While the Internet of Things (IoT) becomes increasingly popular and ubiquitous, IoT devices often remain unprotected and can be exploited to launch large-scale distributed denial-of-service (DDoS) attacks. One could attempt to employ traditional DDoS defense solutions, but these solutions are hardly suitable in IoT environments since they seldom consider the resource constraints of IoT devices.

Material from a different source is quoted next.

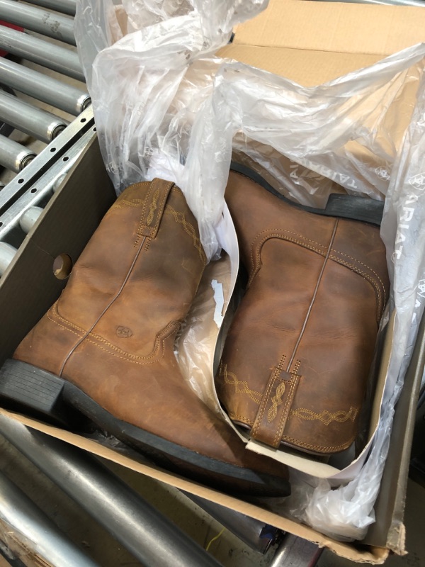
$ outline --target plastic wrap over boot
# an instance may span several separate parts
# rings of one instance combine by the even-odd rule
[[[219,398],[268,446],[341,451],[357,434],[388,297],[379,228],[307,212],[233,172],[225,197],[249,282]]]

We present FR-WARD, a system that defends against DDoS attacks launched from an IoT network. FR-WARD operates close to potential attack sources at the gateway of an IoT network and drops packets to throttle any DDoS traffic that attempts to leave the IoT network. However, in order to properly react to traffic too difficult to categorically label as good or bad, FR-WARD employs a novel response based on the fast retransmit and flow control mechanisms of the Transmission Control Protocol (TCP) which minimizes the energy consumption and network latency of benign IoT devices within the policed network.

Based on our mathematical analysis, simulation, and experimental evaluation, FR-WARD not only effectively mitigates DDoS traffic, but also minimizes the number of retransmitted packets and the connection durations of benign IoT devices. In fact, FR-WARD can successfully mitigate both naive flood attacks and smarter DDoS attacks that follow TCP congestion control but still reduce overhead caused by retransmitted packets for benign IoT devices by a up to a factor of 150.